町のある「読書サークル」からBook reviewを依頼されました。20人前後の御婦人たちの前で英語で本の紹介をしたのです。滅多に無い機会ですから、写真を撮るのが趣味の友人Jack(73歳)にミーティングの写真撮影を依頼しました。

[book club]

私は「私のアップの写真など要らない。Please take pictures of the ladies and me.」と頼みました。要するに、学校の先生のレクチャー風景のように御婦人たち越しの私か、私越しの御婦人たちをワイドに撮って貰いたかったのです。組写真にするつもりは無く、一枚で完結する写真を頼んだつもりでした。

ところが、彼の撮ってくれた15枚の写真のうち、私が望んだようなものはたった一枚で、それも十分にワイドなものではありませんでした。ほとんどは私が喋っている上半身の映像。こんなものは御婦人たち抜きでいつでも撮れるものなので、全く意味がありません。

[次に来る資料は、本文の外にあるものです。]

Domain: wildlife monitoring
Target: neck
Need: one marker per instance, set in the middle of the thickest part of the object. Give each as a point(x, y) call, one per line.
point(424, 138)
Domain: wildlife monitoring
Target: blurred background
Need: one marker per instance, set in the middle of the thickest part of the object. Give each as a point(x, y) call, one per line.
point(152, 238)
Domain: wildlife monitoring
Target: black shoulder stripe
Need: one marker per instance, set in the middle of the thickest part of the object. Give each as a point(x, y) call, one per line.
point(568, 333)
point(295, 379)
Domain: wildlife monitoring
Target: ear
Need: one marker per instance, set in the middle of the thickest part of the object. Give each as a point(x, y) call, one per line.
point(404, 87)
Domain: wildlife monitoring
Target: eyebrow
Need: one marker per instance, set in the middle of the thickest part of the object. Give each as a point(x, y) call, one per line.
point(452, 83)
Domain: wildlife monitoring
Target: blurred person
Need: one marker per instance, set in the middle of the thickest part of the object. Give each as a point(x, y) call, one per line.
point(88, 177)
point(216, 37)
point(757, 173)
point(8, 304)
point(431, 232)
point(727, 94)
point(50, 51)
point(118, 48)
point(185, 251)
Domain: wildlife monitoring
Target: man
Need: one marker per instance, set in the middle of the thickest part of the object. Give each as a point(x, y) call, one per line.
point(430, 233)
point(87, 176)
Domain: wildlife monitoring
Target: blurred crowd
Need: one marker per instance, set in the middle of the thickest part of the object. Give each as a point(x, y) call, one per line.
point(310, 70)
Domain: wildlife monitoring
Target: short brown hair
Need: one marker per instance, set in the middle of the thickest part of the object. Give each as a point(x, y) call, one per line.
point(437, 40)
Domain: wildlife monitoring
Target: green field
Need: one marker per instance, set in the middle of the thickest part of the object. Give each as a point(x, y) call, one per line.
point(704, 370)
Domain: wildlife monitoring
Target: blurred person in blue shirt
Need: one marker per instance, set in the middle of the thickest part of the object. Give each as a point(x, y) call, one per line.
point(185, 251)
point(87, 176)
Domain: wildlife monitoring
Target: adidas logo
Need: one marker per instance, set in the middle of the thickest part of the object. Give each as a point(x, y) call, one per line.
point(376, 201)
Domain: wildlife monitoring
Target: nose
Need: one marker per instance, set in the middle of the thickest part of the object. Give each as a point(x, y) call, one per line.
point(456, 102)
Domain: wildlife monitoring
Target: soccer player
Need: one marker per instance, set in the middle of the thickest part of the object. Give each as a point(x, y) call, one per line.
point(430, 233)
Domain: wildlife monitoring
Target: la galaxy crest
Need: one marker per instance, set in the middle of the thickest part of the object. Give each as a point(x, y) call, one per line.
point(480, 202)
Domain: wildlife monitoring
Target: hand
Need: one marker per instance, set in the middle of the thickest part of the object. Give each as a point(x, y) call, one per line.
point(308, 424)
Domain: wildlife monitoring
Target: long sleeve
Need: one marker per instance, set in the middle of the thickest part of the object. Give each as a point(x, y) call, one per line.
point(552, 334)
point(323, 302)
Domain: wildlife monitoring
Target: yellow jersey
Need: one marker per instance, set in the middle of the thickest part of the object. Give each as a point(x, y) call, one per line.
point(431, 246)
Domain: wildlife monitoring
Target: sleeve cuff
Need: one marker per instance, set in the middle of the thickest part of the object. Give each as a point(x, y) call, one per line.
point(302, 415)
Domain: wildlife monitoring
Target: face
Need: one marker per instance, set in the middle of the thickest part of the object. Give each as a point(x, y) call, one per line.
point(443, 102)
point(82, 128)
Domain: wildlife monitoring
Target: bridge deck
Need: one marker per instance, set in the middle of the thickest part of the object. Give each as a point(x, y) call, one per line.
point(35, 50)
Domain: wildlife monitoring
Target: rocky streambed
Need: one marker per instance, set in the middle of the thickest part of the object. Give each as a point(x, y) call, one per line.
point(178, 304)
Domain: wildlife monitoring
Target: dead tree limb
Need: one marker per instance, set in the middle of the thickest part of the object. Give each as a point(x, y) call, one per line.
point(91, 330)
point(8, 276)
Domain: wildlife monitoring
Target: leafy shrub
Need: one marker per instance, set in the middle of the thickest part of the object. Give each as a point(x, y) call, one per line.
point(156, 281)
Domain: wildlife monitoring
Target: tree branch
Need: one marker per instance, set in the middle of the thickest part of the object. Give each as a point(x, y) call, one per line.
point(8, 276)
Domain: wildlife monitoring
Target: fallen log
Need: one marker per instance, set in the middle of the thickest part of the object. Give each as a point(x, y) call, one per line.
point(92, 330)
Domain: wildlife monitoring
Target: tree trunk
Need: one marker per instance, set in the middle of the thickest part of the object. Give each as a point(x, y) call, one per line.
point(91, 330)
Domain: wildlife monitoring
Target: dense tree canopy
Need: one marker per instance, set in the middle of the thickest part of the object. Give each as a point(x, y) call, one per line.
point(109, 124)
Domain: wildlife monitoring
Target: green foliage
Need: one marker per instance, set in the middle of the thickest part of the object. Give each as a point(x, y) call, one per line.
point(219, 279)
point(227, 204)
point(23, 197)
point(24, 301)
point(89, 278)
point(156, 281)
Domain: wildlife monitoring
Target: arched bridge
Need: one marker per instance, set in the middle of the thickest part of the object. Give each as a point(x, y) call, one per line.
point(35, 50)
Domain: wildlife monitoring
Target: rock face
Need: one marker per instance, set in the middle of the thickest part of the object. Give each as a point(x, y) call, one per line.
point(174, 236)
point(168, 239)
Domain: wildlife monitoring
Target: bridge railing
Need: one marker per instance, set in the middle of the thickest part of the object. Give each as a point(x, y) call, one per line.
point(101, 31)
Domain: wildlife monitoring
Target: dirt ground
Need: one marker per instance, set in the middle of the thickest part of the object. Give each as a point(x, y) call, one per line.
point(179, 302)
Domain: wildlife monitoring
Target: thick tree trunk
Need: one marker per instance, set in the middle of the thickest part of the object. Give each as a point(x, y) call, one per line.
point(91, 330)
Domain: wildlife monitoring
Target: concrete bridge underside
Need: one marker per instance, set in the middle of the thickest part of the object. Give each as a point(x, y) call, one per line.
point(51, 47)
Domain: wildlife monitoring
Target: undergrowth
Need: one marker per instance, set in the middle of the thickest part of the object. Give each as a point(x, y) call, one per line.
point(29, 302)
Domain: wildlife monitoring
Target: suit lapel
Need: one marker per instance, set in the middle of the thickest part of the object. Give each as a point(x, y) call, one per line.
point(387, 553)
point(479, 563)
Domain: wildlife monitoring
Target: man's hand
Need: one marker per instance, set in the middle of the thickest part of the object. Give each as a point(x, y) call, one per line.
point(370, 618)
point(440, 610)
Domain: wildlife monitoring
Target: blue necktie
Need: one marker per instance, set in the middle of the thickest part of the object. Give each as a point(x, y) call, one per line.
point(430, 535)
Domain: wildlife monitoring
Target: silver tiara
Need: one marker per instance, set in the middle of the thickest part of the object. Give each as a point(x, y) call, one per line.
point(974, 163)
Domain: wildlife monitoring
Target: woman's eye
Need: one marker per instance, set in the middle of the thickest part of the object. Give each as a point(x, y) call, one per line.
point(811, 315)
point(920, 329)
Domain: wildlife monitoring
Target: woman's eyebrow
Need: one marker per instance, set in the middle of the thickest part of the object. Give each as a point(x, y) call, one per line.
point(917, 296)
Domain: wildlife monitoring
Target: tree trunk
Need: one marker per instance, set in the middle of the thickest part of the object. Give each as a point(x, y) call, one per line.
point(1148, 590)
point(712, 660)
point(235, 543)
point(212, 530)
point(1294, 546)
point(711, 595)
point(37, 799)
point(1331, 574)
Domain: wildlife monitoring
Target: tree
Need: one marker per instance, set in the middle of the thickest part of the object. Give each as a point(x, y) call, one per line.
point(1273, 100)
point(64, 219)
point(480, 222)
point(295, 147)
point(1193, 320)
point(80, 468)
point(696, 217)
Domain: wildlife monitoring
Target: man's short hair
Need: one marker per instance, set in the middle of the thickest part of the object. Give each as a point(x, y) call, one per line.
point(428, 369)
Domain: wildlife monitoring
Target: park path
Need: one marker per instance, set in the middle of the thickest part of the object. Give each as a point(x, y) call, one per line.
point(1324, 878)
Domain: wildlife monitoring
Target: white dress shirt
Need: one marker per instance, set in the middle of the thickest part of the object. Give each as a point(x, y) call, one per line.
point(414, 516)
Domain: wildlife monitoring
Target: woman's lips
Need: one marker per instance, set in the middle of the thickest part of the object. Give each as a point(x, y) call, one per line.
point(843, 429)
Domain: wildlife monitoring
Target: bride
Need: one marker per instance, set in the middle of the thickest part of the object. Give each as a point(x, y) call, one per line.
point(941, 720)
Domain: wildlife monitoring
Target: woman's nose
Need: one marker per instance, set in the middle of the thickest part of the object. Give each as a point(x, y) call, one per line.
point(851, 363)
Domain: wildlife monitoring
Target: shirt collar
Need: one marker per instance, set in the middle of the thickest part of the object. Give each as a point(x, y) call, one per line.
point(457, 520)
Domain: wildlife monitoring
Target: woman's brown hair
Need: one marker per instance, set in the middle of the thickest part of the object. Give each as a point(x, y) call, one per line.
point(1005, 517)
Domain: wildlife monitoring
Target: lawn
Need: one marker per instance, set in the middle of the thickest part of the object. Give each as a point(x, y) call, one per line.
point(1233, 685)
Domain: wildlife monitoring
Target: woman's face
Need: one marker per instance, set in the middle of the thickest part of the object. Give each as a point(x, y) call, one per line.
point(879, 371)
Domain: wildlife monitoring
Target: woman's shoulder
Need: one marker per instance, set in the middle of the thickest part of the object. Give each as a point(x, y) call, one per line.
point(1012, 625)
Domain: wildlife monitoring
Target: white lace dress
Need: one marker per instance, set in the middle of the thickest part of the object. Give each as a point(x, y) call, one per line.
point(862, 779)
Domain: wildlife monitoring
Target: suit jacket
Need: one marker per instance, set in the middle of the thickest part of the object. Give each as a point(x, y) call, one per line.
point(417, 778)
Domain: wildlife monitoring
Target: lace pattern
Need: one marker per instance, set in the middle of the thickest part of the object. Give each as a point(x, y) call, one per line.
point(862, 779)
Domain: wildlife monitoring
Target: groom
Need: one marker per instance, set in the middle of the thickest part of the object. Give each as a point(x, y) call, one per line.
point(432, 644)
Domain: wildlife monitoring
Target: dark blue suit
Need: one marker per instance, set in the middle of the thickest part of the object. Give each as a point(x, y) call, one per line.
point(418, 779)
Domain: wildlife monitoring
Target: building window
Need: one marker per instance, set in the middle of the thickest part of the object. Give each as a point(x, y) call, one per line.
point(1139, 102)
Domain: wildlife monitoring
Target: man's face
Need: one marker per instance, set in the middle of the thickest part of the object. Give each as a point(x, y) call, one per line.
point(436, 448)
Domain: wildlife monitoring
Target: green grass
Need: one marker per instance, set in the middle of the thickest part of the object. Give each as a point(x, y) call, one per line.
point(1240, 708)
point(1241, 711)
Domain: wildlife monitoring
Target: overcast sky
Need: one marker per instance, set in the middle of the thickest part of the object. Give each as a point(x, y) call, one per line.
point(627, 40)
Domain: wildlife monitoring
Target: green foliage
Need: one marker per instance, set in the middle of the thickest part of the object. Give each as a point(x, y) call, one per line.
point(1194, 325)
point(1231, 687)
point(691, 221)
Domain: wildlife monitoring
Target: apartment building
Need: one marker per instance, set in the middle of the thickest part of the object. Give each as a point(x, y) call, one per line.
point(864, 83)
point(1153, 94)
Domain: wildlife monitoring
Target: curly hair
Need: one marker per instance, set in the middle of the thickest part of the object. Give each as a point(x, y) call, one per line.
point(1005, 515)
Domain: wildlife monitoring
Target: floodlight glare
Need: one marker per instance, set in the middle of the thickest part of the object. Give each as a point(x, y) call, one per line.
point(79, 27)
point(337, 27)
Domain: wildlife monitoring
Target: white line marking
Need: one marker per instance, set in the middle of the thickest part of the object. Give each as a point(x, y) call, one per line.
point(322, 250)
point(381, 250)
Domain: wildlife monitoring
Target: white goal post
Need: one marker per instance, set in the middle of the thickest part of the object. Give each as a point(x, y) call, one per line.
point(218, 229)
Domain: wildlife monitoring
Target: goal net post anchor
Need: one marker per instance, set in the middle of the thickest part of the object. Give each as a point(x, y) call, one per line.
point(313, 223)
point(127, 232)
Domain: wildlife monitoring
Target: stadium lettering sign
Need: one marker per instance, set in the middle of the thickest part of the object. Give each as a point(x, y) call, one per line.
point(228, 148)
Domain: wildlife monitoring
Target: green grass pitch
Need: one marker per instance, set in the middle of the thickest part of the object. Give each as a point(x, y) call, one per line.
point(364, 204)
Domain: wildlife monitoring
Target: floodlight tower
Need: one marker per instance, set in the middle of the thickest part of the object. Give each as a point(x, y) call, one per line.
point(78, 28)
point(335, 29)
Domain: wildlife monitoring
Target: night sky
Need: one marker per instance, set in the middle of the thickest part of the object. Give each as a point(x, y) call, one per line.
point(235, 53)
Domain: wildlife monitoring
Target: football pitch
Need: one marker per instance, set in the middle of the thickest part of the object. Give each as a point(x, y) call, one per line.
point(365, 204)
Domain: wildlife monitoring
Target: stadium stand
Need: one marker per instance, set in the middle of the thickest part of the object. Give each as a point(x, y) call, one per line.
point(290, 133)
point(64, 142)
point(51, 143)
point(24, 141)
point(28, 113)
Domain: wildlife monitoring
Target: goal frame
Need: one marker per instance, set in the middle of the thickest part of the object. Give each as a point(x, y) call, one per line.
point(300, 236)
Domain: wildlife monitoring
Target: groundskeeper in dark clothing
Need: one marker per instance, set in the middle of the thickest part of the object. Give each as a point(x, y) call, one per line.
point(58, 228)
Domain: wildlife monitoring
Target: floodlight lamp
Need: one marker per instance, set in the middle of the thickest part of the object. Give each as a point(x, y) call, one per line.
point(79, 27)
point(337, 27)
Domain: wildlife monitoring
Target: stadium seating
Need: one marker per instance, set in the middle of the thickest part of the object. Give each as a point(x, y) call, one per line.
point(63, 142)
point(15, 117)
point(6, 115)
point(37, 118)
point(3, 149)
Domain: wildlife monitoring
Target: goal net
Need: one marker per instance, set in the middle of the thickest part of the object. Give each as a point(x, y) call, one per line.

なぜ、こうなったのか?私の推測は、私の依頼の表現が間違っていて、"Please take pictures of the ladies with me. "と"and"を"with"に変えなければいけなかったのではないか?というものでした。日本人の感覚では"and"はその前後の言葉と密接に結びついているように思えます。「お月様と団子の写真を撮って」と云われた場合、日本人にはそれが一枚に両方が納まっている写真以外考えられません(こんな写真は、実は難しくて合成でもないと出来ませんが)。しかし、お月様と団子はセットであるべきだという意識が全く無い外国人であれば、「月」と「団子」を別々に撮って、一件落着にするかも知れません。同じように"the ladies and me"というリクエストに、それぞれを別個に撮っても私の依頼に応えたことになります。"the ladies with me"であれば、両者は一枚の写真に納まっていなければなりません。

元高校英語教師Dianeに尋ねますと、私の推測はドンピシャでした(と、いまごろ自慢しても後の祭りですが)。接続詞一つで写真の内容が変わるんですから、英語って本当に難しい。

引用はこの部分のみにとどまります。